Hooks are kind of the general-purpose way to inject determinism into an otherwise nondeterministic AI process. PreToolUse lets you inspect or block a command before it runs (think “no rm -rf outside the project dir”), PostToolUse is great for logging shell commands to an audit file, Stop can ping you when a long turn finishes, and Notification can ping you when Claude is stuck waiting on input.

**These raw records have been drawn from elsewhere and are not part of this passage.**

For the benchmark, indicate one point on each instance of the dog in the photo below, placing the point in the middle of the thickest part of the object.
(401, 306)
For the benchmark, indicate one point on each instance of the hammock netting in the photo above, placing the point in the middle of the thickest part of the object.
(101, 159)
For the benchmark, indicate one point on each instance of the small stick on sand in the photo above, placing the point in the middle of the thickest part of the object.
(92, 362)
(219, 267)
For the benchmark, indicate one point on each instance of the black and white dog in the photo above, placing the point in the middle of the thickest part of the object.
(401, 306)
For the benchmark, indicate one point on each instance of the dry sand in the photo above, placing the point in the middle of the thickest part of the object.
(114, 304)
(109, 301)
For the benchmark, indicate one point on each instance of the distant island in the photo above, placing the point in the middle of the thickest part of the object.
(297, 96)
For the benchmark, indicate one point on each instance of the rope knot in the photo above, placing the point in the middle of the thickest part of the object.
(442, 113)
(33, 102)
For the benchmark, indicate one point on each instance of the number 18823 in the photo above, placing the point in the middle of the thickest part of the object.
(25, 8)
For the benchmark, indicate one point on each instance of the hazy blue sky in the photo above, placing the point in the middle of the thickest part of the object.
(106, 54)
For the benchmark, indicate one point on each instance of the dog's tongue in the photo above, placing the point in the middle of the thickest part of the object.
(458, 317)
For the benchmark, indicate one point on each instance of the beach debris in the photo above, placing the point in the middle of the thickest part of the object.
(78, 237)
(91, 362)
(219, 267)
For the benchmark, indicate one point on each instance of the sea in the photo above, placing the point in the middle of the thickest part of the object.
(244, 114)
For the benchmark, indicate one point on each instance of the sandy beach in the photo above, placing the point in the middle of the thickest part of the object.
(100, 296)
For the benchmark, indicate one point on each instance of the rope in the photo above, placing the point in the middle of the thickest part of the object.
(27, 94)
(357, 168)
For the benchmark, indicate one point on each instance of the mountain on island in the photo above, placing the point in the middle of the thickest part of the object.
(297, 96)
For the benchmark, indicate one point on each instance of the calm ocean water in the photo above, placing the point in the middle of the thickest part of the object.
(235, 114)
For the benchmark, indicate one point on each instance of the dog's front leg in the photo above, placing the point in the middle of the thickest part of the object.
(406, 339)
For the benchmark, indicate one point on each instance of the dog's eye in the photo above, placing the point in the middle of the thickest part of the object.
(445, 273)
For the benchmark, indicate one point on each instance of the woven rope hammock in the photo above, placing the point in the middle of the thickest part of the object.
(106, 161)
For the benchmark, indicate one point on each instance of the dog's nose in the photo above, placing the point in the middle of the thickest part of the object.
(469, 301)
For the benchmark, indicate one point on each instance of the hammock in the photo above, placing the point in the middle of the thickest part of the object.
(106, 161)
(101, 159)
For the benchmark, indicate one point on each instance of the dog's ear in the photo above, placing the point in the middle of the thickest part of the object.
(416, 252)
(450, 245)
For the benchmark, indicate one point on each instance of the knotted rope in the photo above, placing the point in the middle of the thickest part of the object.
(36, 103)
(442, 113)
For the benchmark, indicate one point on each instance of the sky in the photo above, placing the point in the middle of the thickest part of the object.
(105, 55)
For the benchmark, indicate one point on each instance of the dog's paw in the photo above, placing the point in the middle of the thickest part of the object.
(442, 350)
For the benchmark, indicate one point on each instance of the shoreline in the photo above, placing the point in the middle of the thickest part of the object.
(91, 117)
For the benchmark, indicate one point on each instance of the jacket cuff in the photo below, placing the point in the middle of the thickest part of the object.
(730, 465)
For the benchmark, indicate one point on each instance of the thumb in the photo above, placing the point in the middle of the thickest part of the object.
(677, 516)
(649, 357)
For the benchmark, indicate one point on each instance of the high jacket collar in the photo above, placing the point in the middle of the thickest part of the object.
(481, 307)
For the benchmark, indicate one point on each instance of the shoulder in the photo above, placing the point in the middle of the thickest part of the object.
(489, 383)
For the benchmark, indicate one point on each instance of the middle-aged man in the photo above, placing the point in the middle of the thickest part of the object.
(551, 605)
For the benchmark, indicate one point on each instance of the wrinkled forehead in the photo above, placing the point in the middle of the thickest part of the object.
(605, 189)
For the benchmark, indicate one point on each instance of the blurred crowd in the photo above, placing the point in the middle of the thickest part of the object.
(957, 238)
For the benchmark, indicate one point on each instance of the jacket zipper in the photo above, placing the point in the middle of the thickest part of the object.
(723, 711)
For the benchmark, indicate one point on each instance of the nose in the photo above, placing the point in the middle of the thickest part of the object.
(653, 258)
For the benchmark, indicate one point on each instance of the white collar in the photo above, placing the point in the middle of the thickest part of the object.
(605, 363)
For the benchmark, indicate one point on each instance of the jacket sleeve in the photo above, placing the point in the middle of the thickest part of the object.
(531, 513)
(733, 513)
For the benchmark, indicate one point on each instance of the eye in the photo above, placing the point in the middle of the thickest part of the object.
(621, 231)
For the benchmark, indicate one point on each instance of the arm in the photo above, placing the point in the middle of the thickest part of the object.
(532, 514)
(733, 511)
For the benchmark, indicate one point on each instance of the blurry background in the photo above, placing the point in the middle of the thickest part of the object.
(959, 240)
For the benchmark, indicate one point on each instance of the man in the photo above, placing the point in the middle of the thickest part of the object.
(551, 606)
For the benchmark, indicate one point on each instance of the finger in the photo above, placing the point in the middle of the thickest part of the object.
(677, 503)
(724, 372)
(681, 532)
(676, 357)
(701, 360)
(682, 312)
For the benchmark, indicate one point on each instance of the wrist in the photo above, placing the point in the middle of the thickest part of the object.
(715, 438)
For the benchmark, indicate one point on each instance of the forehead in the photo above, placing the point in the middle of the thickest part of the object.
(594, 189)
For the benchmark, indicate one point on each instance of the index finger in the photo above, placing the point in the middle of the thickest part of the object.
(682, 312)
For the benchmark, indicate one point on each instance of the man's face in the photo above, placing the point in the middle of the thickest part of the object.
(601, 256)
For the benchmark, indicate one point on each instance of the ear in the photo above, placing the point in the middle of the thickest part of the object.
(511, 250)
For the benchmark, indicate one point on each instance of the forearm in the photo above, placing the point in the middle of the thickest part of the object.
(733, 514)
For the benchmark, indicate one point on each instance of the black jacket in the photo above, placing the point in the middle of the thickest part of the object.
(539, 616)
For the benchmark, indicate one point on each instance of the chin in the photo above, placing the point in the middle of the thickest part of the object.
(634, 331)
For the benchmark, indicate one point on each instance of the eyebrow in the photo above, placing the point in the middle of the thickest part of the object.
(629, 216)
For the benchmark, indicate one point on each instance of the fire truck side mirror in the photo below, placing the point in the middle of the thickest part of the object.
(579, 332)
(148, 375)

(Also, since we’re on the subject of hooks, the thing I’ll keep saying: prompts aren’t guardrails, hooks are. If there’s something Claude really shouldn’t do, a PreToolUse hook that actually blocks it is more reliable than asking nicely in your CLAUDE.md and hoping the model holds the line.)
Swapping costumes
Once Moira was working, I started building the same setup for Worf, Bob Ross, and a few other characters. I kept one settings file per character on disk, and pointed ~/.claude/settings.json at whichever one I wanted activated.
~/.claude/
├── settings.json → symlink to settings.moira.json
├── settings.default.json # vanilla Claude Code (or just `{}`)

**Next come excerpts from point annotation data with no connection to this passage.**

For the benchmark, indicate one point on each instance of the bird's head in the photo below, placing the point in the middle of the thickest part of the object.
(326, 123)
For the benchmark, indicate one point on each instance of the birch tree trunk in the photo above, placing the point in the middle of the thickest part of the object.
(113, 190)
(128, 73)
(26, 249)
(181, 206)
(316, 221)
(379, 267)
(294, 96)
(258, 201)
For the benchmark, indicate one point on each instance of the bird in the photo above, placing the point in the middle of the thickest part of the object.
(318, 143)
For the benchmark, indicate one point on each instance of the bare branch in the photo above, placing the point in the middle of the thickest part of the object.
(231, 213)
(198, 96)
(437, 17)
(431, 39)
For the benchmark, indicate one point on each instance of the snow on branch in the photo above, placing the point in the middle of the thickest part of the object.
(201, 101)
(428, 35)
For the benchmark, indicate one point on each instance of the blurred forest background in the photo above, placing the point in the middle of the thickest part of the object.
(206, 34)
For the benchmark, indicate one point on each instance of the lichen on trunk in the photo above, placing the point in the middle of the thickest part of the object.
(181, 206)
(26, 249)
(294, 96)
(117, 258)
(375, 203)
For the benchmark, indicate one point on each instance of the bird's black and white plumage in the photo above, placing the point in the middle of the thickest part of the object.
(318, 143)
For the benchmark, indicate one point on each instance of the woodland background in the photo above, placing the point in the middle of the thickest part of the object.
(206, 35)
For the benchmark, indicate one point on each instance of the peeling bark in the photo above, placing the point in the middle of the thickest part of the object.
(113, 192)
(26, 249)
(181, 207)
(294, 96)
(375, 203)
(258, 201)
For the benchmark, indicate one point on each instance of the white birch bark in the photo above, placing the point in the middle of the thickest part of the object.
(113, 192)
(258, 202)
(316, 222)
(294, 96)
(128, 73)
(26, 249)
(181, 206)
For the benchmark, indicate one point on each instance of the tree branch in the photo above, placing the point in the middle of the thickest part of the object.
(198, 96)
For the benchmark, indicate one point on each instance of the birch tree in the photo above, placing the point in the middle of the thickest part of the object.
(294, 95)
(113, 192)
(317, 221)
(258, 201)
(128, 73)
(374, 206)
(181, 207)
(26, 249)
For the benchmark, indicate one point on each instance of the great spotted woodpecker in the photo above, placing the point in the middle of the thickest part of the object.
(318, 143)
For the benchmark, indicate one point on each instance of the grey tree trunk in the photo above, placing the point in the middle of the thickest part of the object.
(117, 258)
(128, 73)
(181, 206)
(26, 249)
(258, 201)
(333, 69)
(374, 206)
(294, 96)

├── settings.moira.json # full Moira costume
├── settings.worf.json # full Worf costume
├── output-styles/
│ ├── moira-rose.md
│ └── worf.md
├── statusline-moira.sh
├── statusline-worf.sh
└── themes/
├── moira.json
└── worf.json
The supporting files (scripts, output styles, themes) all sit on disk together, but only the active settings.json decides which ones get wired up. A small shell function in .zshrc makes the swap one command:
costume() {
local name=${1:-default}
ln -sf ~/.claude/settings.$name.json ~/.claude/settings.json
echo "Costume: $name"
}
Now costume moira puts the whole getup on, costume worf swaps it for the Klingon, and costume on its own takes everything off and you’re back to plain Claude Code. The next session picks up whichever one was left dangling.

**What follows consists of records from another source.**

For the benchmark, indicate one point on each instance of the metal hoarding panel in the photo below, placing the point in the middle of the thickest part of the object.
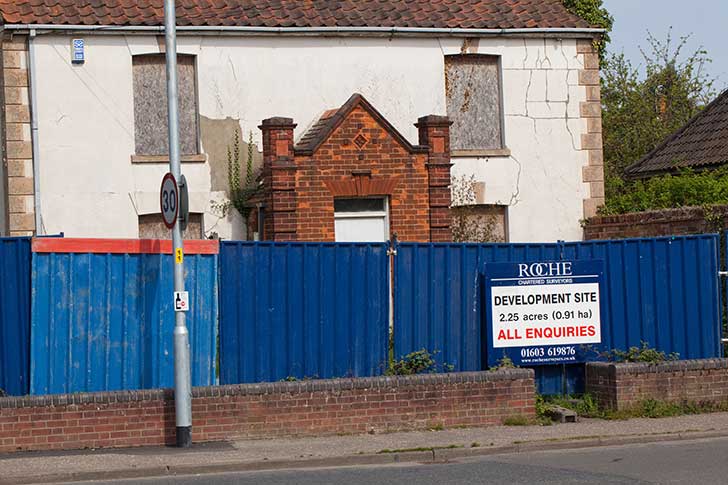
(15, 315)
(103, 322)
(302, 310)
(664, 291)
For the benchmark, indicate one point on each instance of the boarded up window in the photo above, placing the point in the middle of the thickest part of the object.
(472, 85)
(150, 105)
(151, 226)
(479, 223)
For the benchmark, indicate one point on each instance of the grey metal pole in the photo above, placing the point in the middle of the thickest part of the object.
(182, 380)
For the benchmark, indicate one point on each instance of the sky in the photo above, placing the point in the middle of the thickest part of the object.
(706, 20)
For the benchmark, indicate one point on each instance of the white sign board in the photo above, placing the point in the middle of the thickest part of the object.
(529, 316)
(169, 200)
(544, 312)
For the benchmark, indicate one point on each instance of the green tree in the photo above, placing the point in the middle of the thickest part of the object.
(593, 12)
(638, 112)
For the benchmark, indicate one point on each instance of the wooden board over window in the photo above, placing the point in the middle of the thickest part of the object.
(472, 86)
(150, 105)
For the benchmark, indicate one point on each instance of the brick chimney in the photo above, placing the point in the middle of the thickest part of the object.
(279, 179)
(434, 133)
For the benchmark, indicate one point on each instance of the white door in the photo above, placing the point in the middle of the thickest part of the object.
(361, 220)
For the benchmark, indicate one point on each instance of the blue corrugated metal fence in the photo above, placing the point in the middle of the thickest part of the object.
(104, 321)
(15, 315)
(664, 291)
(302, 310)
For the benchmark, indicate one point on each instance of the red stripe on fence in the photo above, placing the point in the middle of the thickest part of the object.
(121, 246)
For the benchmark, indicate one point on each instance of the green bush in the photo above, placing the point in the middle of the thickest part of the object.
(685, 189)
(645, 353)
(412, 363)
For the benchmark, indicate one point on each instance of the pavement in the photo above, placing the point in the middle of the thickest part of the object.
(353, 450)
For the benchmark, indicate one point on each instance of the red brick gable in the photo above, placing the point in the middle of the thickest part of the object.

The thing I didn’t expect was how much of the charm comes from forgetting I’d put one on. I’d swap to Worf for fun, get pulled into something else, come back hours later to fire off a mundane question about token costs, and read something like:
A worthy question. A warrior must know the cost of every weapon he carries.
That’s the moment I’d remember oh right, I left Worf loaded. The surprise really is most of the fun.
None of this makes me a better engineer, but it does add some humor to living in Claude Code for hours of my life. Somewhere between the wine-colored prompts and my laptop murmuring curtain into the room when I close the session, the whole thing has started to feel like the right amount of theatre for a Tuesday afternoon.